The variants allow the user to store any kind of data as payload. An alternative, more limited, approach would be to implement a union of various possible types.

A function capable of handling an event looks like this:

typedef std::function<void(EventData&)> EventHandlerFunction;

We store these functions in the EventSystem class:

#include <algorithm>
#include <utility>

class EventSystem : public Singleton<EventSystem> {
private: // data
  // Stores a handler function and its id.
  typedef pair<size_t, EventHandlerFunction> IdHandlerPair;
  // Stores all event handlers mapped by name.
  unordered_map<string, vector<IdHandlerPair>> eventHandlerMap;

public: // methods
  // Adds a handler given its event name, handler function, and an optional unique id.
  size_t AddHandler(const string& eventName, EventHandlerFunction fn, size_t id = GenerateHandlerId()) {
    eventHandlerMap[eventName].push_back(make_pair(id, move(fn)));
    return id;
  }

  // Returns whether the event exists in the system.
  bool Exists(const string& name) const { return eventHandlerMap.find(name) != eventHandlerMap.end(); }

  // Returns a unique id for event handlers.
  static size_t GenerateHandlerId() {
    static size_t id = 0;
    return id++;
  }
  
  // Removes an event handler given the event name and id.
  void RemoveHandler(const string& eventName, size_t id) {
    vector<IdHandlerPair>& handlerPairs = eventHandlerMap[eventName];

    // Find the handler matching the given id.
    auto it = find_if(
      handlerPairs.begin(),
      handlerPairs.end(),
      [&](IdHandlerPair& pair) { return pair.first == id; });
    if (it == handlerPairs.end()) return;

    // Erase the handler from the array.
    handlerPairs.erase(it);
  }

Singleton<T> looks like this. A handler identifier is stored so we can find which handler to remove when the object handling the event is destroyed. A lambda is sent into find_if to find the handler with the matching id.

Invoking the event:

// Call an event with data.
size_t Invoke(string name, EventData& data) {
  if (!Exists(name)) return 0;

  // Get the map of event handlers, /then/ move 'name' into the EventData structure.
  auto& handlers = eventHandlerMap[name];
  data.eventName = move(name);

  // Call all handlers registered for this event. Called in reverse order so on-destruction events will clean up in the correct order.
  for (auto it = handlers.rbegin(); it != handlers.rend(); ++it) it->second(data); 

  return handlers.size();
}

// Call an event with no data.
size_t Invoke(string name) {
  EventData data;
  return Invoke(move(name), data);
}

We early-out if the event hasn't been registered. The handlers are called in reverse order to ensure that on-destruction messages are received in reverse order. The second Invoke is a convenience function in case no data is necessary.

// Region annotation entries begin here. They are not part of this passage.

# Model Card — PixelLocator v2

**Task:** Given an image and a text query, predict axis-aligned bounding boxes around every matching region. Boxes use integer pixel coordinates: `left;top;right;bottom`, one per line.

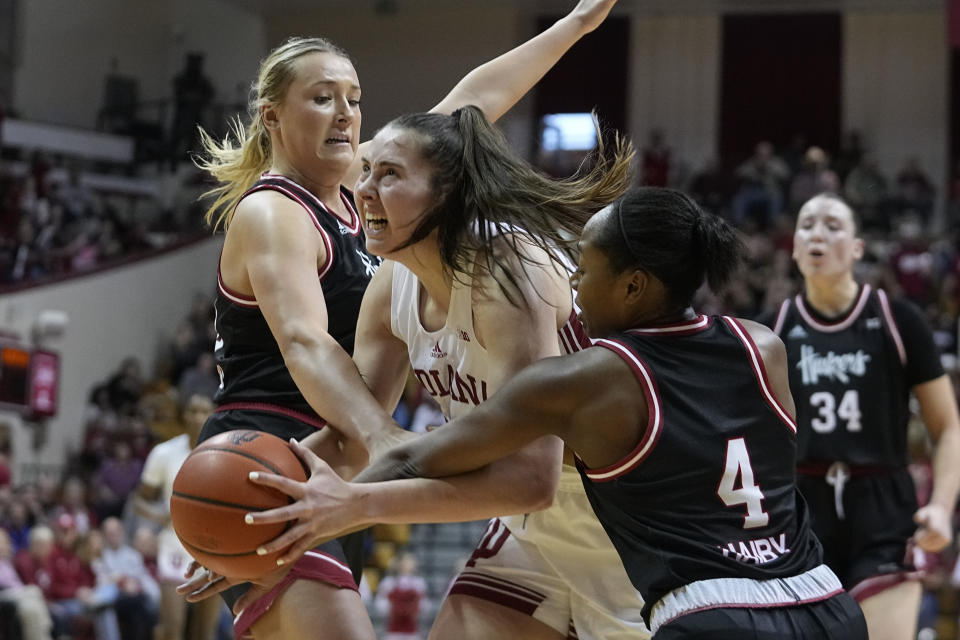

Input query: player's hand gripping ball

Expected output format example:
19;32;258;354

170;431;307;578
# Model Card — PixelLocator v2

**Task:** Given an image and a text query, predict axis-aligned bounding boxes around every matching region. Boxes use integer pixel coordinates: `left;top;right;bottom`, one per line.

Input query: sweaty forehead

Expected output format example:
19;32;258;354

369;125;422;160
296;51;360;87
797;199;853;226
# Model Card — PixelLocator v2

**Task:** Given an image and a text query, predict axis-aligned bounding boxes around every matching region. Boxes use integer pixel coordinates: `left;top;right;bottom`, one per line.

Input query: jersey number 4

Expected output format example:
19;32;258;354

810;389;863;433
717;438;770;529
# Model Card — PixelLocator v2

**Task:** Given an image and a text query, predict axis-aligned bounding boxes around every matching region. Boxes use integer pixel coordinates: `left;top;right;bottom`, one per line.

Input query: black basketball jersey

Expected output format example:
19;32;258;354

214;174;380;416
773;284;943;467
578;316;822;624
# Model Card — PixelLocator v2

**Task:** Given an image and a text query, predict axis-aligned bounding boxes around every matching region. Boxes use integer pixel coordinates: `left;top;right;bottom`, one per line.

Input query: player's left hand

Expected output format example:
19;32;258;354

177;560;236;602
913;504;953;552
245;440;364;566
570;0;617;33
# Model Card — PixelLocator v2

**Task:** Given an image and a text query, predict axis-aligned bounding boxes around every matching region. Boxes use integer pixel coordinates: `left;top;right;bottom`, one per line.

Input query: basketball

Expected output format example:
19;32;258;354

170;430;307;578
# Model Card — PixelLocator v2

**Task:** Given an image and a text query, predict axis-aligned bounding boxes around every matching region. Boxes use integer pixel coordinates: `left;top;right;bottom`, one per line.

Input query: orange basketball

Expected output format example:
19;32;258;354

170;430;307;578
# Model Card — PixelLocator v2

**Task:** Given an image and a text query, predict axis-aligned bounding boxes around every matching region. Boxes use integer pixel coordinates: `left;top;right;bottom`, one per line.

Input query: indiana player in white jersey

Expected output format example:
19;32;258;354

133;394;223;640
242;107;648;640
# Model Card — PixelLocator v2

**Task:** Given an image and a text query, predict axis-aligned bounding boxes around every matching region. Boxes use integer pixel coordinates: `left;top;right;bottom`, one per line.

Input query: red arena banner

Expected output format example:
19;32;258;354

29;351;60;418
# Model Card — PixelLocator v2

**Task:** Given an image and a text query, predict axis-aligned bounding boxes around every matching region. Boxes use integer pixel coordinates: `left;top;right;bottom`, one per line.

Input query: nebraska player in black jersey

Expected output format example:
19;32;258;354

244;188;867;640
172;0;615;640
766;194;960;640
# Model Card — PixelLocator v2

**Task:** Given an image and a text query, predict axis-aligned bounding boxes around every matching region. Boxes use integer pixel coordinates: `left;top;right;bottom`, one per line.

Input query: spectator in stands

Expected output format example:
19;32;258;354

732;140;790;228
170;52;214;170
0;529;53;640
2;495;35;553
93;440;143;522
890;216;936;308
843;152;890;231
374;552;430;640
107;357;143;415
790;147;840;212
53;476;99;534
134;395;223;640
101;518;160;640
687;158;730;215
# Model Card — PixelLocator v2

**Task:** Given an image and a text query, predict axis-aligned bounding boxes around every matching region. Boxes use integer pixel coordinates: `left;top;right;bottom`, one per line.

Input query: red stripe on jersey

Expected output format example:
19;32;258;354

584;339;663;482
213;402;327;429
773;298;790;335
247;181;333;282
794;284;870;333
722;316;797;433
627;315;712;336
217;264;260;309
263;173;360;236
877;289;907;365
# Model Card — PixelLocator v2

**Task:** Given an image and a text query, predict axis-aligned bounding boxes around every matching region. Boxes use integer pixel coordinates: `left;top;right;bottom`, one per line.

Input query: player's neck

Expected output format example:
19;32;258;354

805;273;860;318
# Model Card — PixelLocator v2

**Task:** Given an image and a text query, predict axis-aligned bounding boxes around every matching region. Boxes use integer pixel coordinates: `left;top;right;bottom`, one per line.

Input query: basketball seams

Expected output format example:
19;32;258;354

193;446;286;476
173;491;284;511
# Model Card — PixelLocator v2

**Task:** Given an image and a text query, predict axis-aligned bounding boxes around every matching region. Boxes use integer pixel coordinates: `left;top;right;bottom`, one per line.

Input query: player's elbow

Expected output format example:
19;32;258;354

509;465;560;513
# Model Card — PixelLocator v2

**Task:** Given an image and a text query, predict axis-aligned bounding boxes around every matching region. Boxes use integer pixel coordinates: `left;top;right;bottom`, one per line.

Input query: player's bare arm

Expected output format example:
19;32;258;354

913;375;960;552
242;245;584;560
342;0;617;189
356;348;647;480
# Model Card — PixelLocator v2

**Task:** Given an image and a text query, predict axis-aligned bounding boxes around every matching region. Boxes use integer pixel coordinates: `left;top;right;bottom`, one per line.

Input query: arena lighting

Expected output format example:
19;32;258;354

540;112;597;151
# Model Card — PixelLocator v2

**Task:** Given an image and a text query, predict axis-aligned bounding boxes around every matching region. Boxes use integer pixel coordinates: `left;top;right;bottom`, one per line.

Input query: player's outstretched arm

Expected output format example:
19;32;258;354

240;349;647;562
913;375;960;552
342;0;617;189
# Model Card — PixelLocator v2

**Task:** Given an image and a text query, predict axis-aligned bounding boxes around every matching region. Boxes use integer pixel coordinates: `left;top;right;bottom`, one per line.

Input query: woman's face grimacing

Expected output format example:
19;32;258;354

793;197;863;278
263;52;361;172
356;125;436;257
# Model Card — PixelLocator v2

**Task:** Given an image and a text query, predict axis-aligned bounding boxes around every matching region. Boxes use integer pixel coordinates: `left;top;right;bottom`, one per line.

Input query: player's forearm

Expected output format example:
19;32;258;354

284;336;397;450
930;424;960;513
433;14;590;122
352;438;563;524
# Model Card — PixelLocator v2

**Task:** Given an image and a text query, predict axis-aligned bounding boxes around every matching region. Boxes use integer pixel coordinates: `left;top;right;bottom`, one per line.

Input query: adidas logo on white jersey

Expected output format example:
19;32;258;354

787;324;807;338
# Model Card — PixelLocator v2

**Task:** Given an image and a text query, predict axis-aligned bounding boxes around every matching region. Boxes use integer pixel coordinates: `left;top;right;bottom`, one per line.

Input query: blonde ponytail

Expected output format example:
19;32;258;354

193;38;350;230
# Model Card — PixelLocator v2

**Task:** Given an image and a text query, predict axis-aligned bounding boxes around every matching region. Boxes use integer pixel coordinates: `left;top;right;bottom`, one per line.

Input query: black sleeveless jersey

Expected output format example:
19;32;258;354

772;284;943;467
578;316;822;623
214;174;380;416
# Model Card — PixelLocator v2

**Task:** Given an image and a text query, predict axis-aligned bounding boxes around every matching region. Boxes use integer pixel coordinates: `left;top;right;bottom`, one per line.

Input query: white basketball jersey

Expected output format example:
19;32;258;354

390;263;590;420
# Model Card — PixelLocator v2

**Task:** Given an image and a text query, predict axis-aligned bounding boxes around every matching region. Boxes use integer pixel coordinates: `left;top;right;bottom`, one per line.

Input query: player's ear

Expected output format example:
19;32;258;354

621;269;650;305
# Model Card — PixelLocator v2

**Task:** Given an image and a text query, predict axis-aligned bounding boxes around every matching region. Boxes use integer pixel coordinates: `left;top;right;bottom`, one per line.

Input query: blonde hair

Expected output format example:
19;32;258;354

193;37;350;230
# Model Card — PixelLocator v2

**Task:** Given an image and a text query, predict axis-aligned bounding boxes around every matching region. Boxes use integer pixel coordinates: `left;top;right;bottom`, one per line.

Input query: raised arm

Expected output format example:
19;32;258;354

342;0;617;189
431;0;616;122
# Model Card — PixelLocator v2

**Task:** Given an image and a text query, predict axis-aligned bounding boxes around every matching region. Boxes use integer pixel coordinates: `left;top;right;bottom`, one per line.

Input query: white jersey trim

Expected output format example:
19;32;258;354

That's essentially it--we have a global EventSystem which we can register event handlers with and invoke with a customized payload. There's one more cool thing we can do though. The user currently needs to call AddHandler on creation and RemoveHandler on destruction of their object in order to register and unregister their handler(s). We can create a wrapper object so the user doesn't need to call either.

class EventHandler {
private: // data
  // Name of the event being listened for.
  string eventName;
  // Unique id of this handler.
  size_t id = (size_t) -1;

public: // methods

  // Constructs the handler from an event name and function object.
  EventHandler(string eventName_, function<void(EventData&)> fn) 
    : eventName(move(eventName_)), id(EventSystem::GenerateHandlerId()) {
    EventSystem::Instance().AddHandler(eventName, move(fn), id);
  }

  // Constructs the handler from an event name, a 'this' pointer, and a pointer to the member function handling the event.
  template <class ThisType, class MemberFunctionPointer>
  EventHandler(string eventName_, ThisType* this_, MemberFunctionPointer memfn) :
    EventHandler(move(eventName_), [=](EventData& data) { (this_->*memfn)(data); }) {}

  // Cannot copy or move event handler because a previously captured 'this' pointer may be pointing to an invalid object after the copy.
  EventHandler() = delete;
  EventHandler(const EventHandler&) = delete;
  EventHandler& operator=(const EventHandler&) = delete;
  EventHandler(EventHandler&&) = delete;
  EventHandler& operator=(EventHandler&&) = delete;

  // Unregisters the event handler from the global event system.
  ~EventHandler() { Clear(); }

  // Unregisters the event handler from the global event system.
  void Clear() { EventSystem::Instance().RemoveHandler(eventName, id); }
};

The object registers the event handler with the global event system. The second constructor uses a lambda to store the this pointer and member function pointer in a closure. When the resulting EventHandlerFunction is called, the member function will be called. Copy constructor and assignment must be deleted because we don't want to copy the this pointer across objects; it must be reset every time.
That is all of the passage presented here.